Fakty i mity o testach NIPT: 12 najczęstszych mitów
Decyzja o wykonaniu badań prenatalnych to ważny krok dla każdej przyszłej mamy. Wśród dostępnych opcji coraz większą popularność zyskują badania wolnego DNA płodu, znane jako NIPT (Non-Invasive Prenatal Testing). Te badania pozwalają na wczesne i bezpieczne sprawdzenie zdrowia dziecka, a ich wyniki mogą być źródłem cennych informacji. Przyjrzyjmy się najczęstszym faktom i mitom, aby rozwiać wątpliwości i pomóc Ci dokonać świadomego wyboru.
Mit 1: Testy NIPT są inwazyjne
Fakt: Testy NIPT to badania nieinwazyjne. Oznacza to, że do ich wykonania nie jest konieczne inwazyjne pobranie próbki, jak ma to miejsce w przypadku amniopunkcji czy biopsji kosmówki. Wystarczy jedynie pobranie krwi od matki, co eliminuje ryzyko dla dziecka i mamy.
Mit 2: Wyniki testów NIPT są zawsze jednoznaczne
Fakt: Testy NIPT są niezwykle dokładne, ale nie są diagnostyczne, lecz przesiewowe.

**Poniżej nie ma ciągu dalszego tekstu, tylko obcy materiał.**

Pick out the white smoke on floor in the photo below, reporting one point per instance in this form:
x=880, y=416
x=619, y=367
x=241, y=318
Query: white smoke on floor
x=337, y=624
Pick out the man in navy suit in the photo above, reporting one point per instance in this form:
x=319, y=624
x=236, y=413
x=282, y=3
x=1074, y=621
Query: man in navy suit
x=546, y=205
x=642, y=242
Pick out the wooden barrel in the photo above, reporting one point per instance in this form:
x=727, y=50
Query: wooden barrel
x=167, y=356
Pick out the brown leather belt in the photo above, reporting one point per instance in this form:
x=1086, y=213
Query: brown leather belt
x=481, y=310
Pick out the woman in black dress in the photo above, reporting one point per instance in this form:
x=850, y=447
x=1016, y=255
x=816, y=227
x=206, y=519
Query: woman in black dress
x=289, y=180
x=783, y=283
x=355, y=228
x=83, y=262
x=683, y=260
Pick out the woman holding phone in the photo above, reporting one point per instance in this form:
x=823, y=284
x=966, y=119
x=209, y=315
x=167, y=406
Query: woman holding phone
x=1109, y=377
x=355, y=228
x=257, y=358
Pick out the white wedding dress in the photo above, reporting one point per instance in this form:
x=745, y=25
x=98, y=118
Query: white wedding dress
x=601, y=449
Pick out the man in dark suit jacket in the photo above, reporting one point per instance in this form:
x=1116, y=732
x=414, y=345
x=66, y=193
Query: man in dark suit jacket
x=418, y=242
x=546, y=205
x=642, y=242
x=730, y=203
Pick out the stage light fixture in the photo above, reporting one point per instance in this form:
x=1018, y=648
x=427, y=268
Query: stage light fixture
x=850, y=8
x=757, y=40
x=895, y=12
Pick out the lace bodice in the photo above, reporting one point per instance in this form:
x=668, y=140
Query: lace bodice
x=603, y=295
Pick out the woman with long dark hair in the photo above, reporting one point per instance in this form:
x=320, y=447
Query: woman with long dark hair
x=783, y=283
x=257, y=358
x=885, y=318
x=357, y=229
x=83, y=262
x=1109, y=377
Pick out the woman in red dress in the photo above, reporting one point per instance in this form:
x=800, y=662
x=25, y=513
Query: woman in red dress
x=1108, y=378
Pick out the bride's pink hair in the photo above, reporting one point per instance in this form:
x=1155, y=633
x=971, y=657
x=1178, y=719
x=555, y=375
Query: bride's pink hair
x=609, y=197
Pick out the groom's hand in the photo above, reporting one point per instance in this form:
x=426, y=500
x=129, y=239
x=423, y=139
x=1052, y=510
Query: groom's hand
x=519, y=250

Oznacza to, że wykazują prawdopodobieństwo występowania określonych zaburzeń genetycznych, takich jak zespół Downa, zespół Edwardsa czy zespół Patau. W przypadku wyników wskazujących na wysokie ryzyko konieczne może być potwierdzenie za pomocą badań diagnostycznych.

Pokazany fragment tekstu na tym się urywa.